Satu hal pasti, mengingat cuaca yang tidak menentu, sebaiknya jamaah lebih sering mengkonsumsi buah-buahan dan air zam-zam. Memang sering jamaah mendapat sari buah dalam kemasan, namun saya kurang rekomen. Jika ingin sari buah, bisa membeli produk yang lebih meyakinkan di mini market dengan harga SAR 1 hingga 2.

Selama prosesi Arafah-Muzdalifah-Mina, dipastikan jadwal makan dan istirahat tak menentu. Kondisi ini sangat tergantung pada jadwal keberangkatan berpindah tempat, jadwal melempar jumrah, dan jadwal lainnya. Saya pernah mengalami jadwal makan siang terpaksa harus dilewati karena bersamaan dengan keberangkatan bus kembali ke Mekkah.

Bukankah makanannya bisa dibungkus dan dimakan di perjalanan?
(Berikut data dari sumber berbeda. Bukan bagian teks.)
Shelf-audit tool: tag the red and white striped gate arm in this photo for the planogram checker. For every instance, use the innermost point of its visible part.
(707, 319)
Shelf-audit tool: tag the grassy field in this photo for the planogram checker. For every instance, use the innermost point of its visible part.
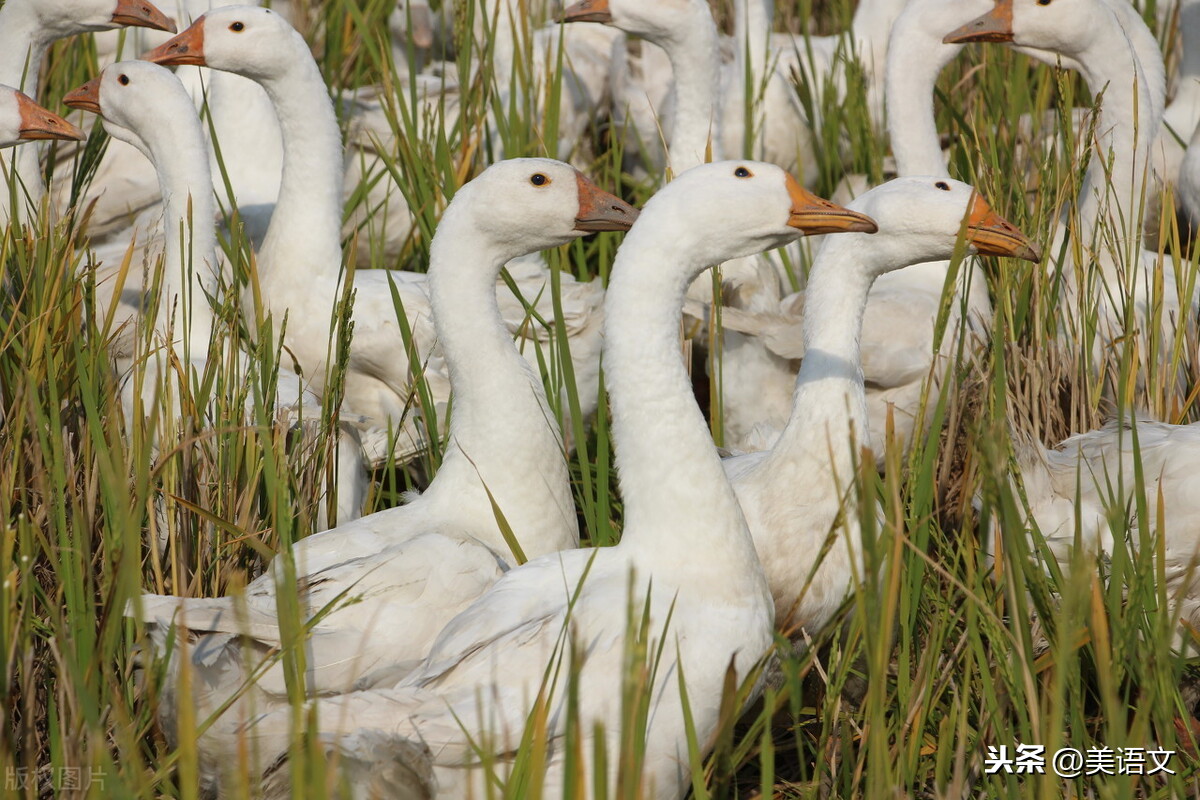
(934, 663)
Tidak sesederhana itu.
Selama Arafah-Muzdalifah-Mina, setiap kloter mendapatkan satu meja layanan dengan deretan sajian prasmanan. Makanan disajikan dalam sebuah styrofoam terbuka (tanpa tutup) dan sulit untuk dibawa dalam perjalanan. Lebih parah lagi, karena hanya ada satu meja layanan untuk setiap kloter, dapat dibayangkan panjangnya antrian makan. Jika satu kloter terdiri dari 450 orang, dengan rata-rata 3 menit setiap orang, dapat dihitung waktu antrian. Saya sendiri memilih untuk makan roti dan buah-buahan saja, jika antrian panjang. Beruntung saya tak punya masalah dengan roti polos, dan banyak jamaah yang tidak tertarik dengannya. Jadilah saya penadah roti polos selama prosesi Arafah hingga Mina.

Saya hanya bisa menyarankan kepada rekan-rekan yang akan berangkat haji untuk mulai membiasakan diri makan apa adanya. Jangan menuntut atau mengeluh jika makanannya tidak sesuai selera. Makan saja apa yang ada, yang penting halal, bersih, dan sehat. Mengharapkan rasa makanan persis di Tanah Air sebenarnya mustahil. Selain itu ibadah haji adalah perjalanan penuh cobaan. Semakin kuat jamaah menerima cobaan (termasuk makanan yang ngga sesuai selera) dapat menambah lapisan iman dan taqwa. Anda masih beruntung dapat menikmati makanan 3x sehari. Banyak jamaah negara lain tidak punya kemewahan seperti itu.

Semoga perjalanan haji Anda mabrur, bahkan hingga bertahun-tahun setelah kembali dari Arafah.